This model demonstrates real-time human pose estimation using Python. This is done by capturing frames from videos, calculating FPS, and running MediaPipe’s pose estimation model. Landmarks (33 body keypoints) are detected in real time, drawn on the frame with connections (skeleton), and tested across multiple videos.
Libraries:
OpenCV (cv2): For video capturing, image processing, drawing text, shapes, and showing output.
MediaPipe: For the pose estimation model and utilities to draw landmarks and connections.
time: To calculate frames per second (FPS).
Model:
MediaPipe Pose: It is a lightweight deep learning model capable of detecting 33 landmarks on the human body. The model works with both detection and tracking modes for efficiency. Detection mode finds new poses. Tracking mode follows existing ones, saving computation.
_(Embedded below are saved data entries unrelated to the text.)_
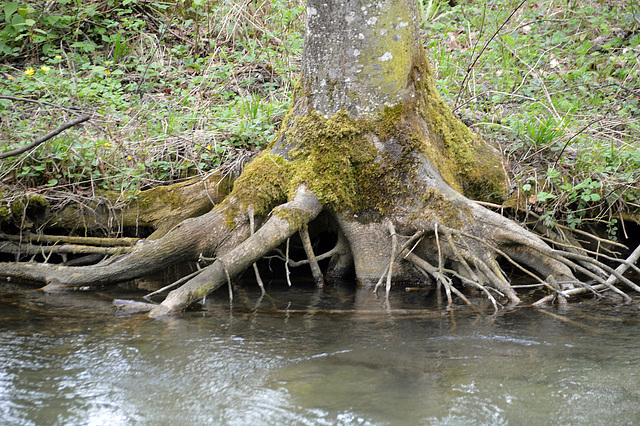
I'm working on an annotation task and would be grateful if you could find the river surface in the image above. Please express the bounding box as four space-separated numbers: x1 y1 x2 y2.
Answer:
2 280 640 425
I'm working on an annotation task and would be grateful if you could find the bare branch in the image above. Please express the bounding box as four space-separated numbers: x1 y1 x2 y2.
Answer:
0 114 91 160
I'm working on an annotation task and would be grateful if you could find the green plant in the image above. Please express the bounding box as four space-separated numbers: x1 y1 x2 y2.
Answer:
418 0 454 25
525 117 569 151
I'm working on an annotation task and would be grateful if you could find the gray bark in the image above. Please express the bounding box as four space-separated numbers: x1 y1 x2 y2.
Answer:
302 0 420 118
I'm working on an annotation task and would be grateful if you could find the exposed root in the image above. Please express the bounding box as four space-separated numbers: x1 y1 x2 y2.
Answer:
606 243 640 286
434 224 450 304
284 238 292 287
248 209 265 294
0 240 135 259
148 186 322 316
0 232 141 247
223 261 233 305
405 252 477 311
373 230 424 295
534 243 640 306
299 225 324 287
3 181 636 316
0 206 249 291
386 219 398 297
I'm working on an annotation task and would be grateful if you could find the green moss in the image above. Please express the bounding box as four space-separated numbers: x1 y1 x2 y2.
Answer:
223 45 505 228
273 207 312 231
134 185 183 210
406 49 505 199
224 153 293 227
418 188 470 228
28 194 48 208
9 199 25 216
0 205 10 223
284 110 416 216
7 194 49 216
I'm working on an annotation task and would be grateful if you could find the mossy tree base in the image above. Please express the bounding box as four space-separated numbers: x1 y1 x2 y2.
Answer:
1 0 637 314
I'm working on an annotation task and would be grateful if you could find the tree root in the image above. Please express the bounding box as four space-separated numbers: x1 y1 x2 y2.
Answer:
0 206 248 290
300 225 324 286
147 186 322 316
533 242 640 306
2 174 638 316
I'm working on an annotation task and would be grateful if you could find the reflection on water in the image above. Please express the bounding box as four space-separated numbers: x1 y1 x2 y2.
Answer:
2 281 640 425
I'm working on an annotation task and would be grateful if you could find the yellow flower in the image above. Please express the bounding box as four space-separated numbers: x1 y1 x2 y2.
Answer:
7 76 13 80
206 144 211 151
105 70 111 75
24 68 35 76
41 66 50 72
55 55 62 59
127 155 132 160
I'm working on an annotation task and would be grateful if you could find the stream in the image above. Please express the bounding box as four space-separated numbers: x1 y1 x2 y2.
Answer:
2 280 640 425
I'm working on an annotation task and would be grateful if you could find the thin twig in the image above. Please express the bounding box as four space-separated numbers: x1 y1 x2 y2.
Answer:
454 0 527 109
143 268 204 300
552 118 602 168
0 95 81 112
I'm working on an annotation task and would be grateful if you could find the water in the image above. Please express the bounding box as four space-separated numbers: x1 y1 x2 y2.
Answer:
2 281 640 425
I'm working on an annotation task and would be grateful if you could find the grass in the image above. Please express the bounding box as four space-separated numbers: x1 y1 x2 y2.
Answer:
0 0 638 236
0 0 304 193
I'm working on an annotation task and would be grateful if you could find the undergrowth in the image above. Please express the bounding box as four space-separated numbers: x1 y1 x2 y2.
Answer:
0 0 304 193
1 0 638 236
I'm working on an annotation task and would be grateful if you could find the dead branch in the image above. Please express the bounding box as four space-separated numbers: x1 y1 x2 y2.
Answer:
0 240 134 257
0 232 141 247
0 114 91 159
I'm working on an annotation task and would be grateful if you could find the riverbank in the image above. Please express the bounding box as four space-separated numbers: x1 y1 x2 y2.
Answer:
1 0 638 238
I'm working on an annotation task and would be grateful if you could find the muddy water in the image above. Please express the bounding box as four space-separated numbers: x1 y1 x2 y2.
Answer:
2 281 640 425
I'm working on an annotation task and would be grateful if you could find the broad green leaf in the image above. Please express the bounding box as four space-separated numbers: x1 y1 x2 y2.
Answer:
4 2 18 22
536 191 556 202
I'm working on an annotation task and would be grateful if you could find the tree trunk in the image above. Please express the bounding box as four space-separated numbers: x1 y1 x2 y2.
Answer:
1 0 636 314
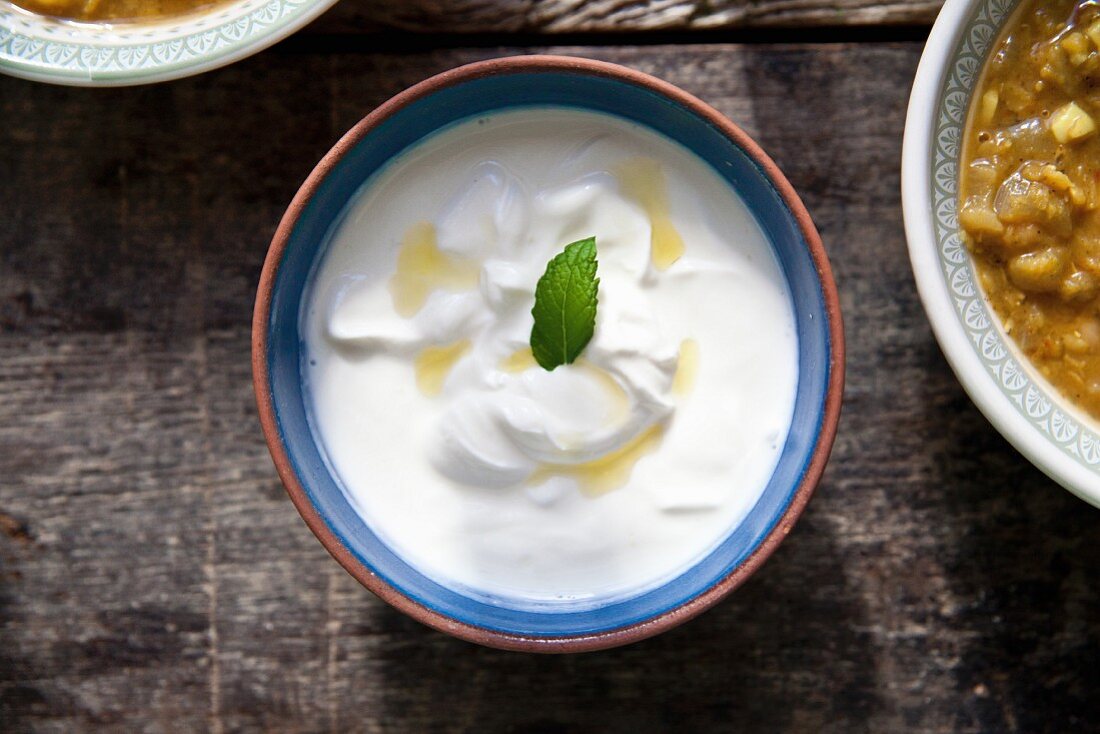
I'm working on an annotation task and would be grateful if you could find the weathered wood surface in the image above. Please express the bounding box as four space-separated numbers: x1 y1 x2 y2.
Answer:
313 0 942 34
2 42 1099 734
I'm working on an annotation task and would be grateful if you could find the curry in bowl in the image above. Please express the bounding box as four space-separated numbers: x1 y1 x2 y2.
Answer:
959 0 1100 420
9 0 232 22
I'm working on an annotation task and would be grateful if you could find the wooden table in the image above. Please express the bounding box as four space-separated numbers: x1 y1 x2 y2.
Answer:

The final result of this model is the detection of 33 pose landmarks (joints such as nose, eyes, ears, shoulders, elbows, hips, knees, ankles, etc.) in real-time video at ~24 FPS on CPU. Skeleton connections are drawn between the landmarks. This model can do smooth tracking of body joints across frames. The FPS counter shows performance, proving it runs efficiently on CPU without GPU acceleration.
- Frame Capture & FPS Calculationcv2.VideoCapture() was used to read video frames. cv2.imshow() displayed the frames. FPS was tracked using time difference between frames.
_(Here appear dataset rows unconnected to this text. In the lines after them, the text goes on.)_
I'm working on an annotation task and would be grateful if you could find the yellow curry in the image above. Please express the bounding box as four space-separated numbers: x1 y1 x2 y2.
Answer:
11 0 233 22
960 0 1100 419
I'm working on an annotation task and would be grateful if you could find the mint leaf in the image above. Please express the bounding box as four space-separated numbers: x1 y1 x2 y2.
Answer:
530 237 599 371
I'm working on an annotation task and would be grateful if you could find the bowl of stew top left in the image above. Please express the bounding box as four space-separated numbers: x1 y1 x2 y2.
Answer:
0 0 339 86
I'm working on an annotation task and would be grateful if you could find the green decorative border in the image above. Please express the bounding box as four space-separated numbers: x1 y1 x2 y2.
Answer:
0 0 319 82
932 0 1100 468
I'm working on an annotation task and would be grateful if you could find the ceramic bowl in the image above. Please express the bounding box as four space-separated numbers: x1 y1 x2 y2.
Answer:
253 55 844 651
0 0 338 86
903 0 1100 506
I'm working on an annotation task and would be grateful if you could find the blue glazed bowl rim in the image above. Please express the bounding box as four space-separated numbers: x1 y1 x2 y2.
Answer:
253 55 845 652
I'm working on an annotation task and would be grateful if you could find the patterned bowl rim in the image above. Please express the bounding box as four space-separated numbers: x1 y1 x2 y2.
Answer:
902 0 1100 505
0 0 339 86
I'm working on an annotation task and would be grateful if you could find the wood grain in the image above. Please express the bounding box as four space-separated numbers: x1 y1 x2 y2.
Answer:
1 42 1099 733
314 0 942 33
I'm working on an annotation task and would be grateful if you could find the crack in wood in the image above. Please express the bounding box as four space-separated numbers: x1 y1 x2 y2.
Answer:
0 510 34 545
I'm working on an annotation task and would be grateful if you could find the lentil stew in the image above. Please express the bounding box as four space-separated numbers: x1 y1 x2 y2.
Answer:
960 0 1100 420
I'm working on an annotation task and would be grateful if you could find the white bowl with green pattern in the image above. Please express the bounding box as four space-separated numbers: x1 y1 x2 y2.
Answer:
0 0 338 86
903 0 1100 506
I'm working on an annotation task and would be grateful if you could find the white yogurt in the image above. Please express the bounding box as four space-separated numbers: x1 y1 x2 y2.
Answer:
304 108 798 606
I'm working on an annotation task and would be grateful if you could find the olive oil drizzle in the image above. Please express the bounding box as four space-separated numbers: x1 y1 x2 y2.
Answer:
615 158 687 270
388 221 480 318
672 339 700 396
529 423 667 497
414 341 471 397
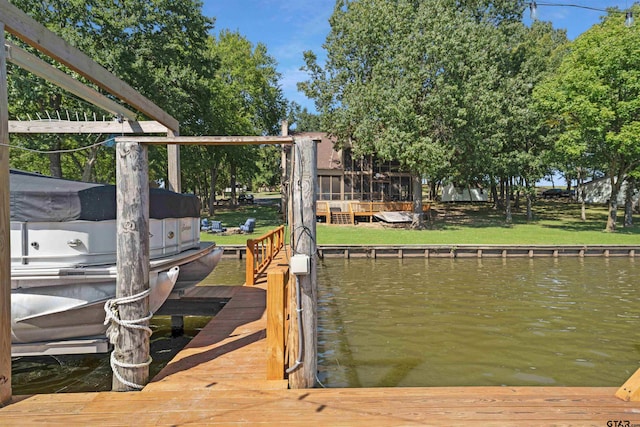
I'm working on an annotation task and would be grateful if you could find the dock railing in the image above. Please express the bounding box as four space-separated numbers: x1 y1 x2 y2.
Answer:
266 264 291 380
246 225 285 286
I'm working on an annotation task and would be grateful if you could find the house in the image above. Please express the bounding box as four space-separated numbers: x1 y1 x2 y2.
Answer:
577 177 639 206
285 132 417 202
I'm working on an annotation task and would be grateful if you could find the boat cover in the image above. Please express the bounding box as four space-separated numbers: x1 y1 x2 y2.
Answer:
10 169 200 222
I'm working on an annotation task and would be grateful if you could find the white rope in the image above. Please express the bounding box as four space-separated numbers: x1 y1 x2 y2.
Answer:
110 352 152 390
103 288 154 390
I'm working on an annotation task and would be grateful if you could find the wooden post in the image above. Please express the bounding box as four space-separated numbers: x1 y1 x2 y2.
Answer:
166 128 180 193
0 22 13 405
164 130 185 333
167 145 180 192
112 141 151 391
288 137 318 388
246 239 255 286
267 268 287 380
281 119 290 222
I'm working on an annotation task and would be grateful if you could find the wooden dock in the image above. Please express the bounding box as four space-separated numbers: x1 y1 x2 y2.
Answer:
3 250 640 425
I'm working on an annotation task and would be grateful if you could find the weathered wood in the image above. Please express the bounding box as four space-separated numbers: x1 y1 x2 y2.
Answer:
4 41 136 120
167 144 181 192
166 128 180 193
288 137 318 389
0 22 12 405
0 0 178 131
616 366 640 401
8 120 167 134
112 141 150 391
166 131 181 331
266 267 287 380
115 135 294 145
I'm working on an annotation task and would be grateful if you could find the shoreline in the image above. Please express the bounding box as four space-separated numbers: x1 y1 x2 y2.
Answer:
221 244 640 259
- Pose Detection Pipeline converted BGR frames into RGB. These RGB frames were passed through mp.solutions.pose.Pose().process() in order to get 33 landmarks with (x, y, z, visibility) values. Then normalized coordinates were scaled into pixel coordinates (using image width and height).
- mp.solutions.drawing_utils.draw_landmarks() was used for drawing landmarks, overlay joints and skeleton lines.
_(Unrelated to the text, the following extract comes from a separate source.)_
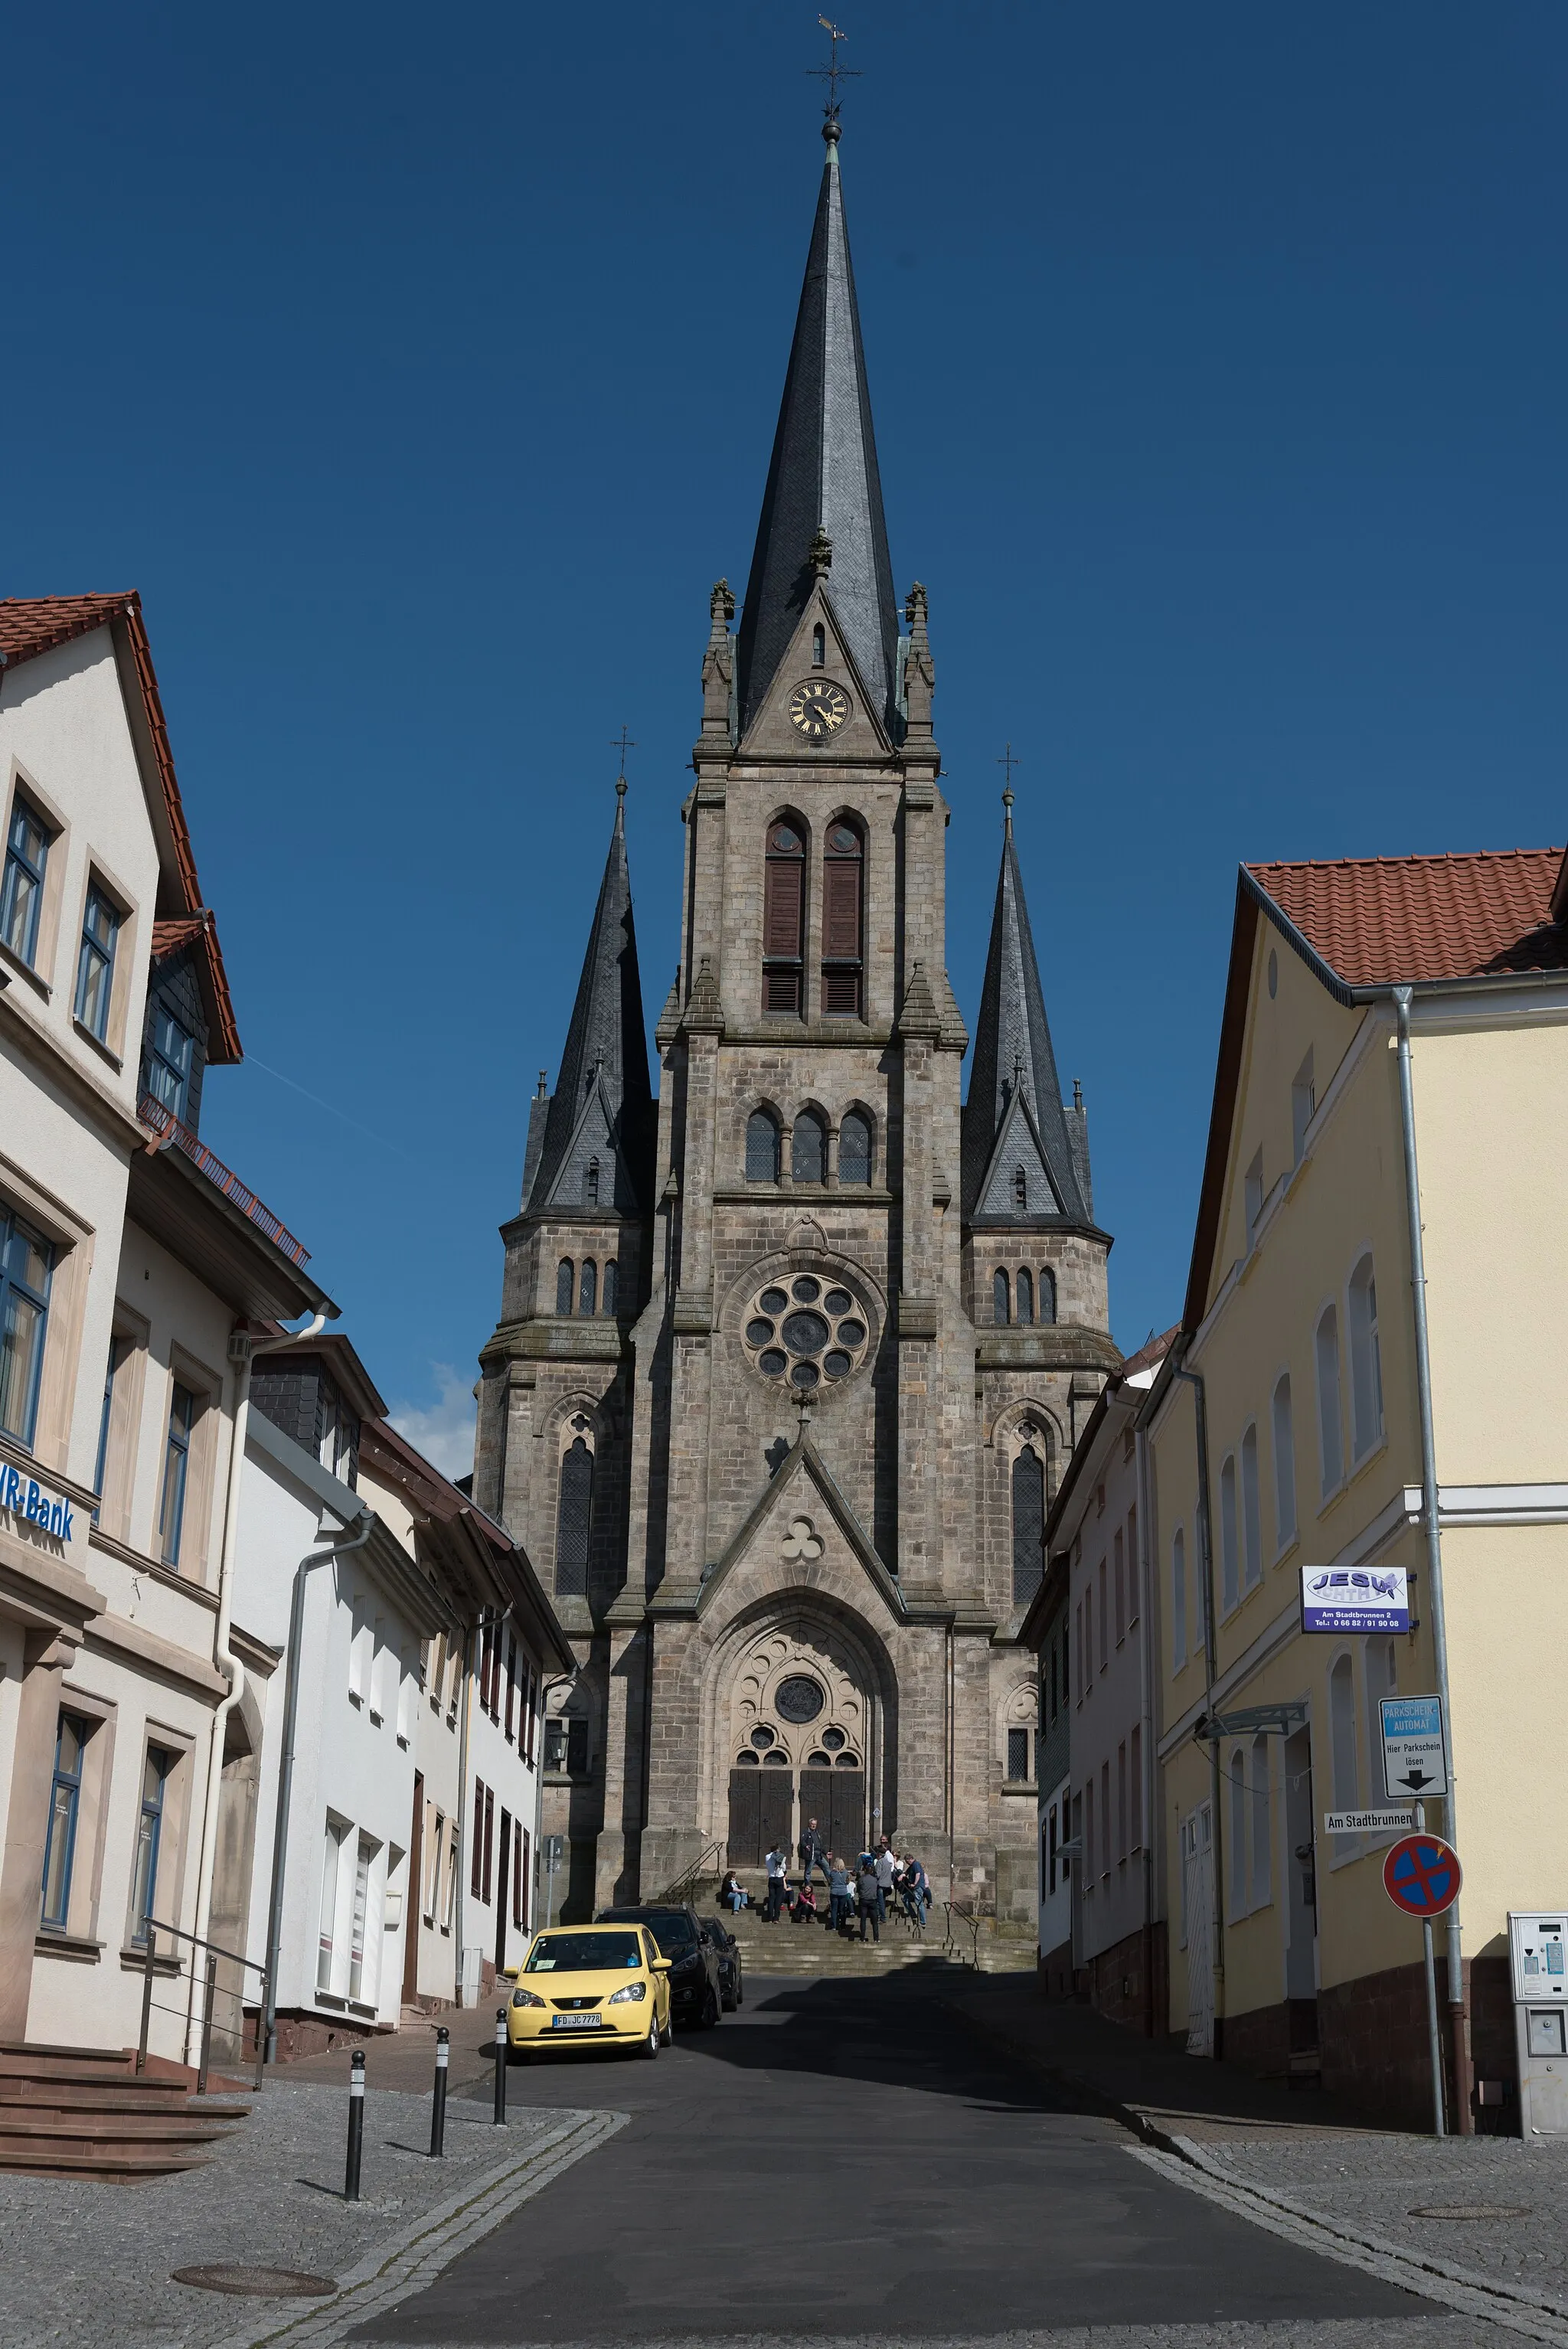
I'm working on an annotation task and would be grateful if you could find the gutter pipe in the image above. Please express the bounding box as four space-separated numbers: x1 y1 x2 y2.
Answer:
1173 1351 1225 2053
1393 985 1473 2133
185 1312 325 2068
- Object-Oriented Module Creation used the pipeline in a PoseDetector class with parameters for mode, upper body, smoothing, detection confidence, and tracking confidence. Methods like findPose() encapsulated the detection logic. The class was reused across test videos.
In conclusion, this model is a real-time vision-based system to detect human joints from videos and evaluate pose using pose estimation techniques, helping users perform exercises correctly by comparing predicted postures with ideal reference models. The modular class (PoseDetector) makes it simple to reuse the code for future projects like gesture recognition, fitness tracking or AR applications.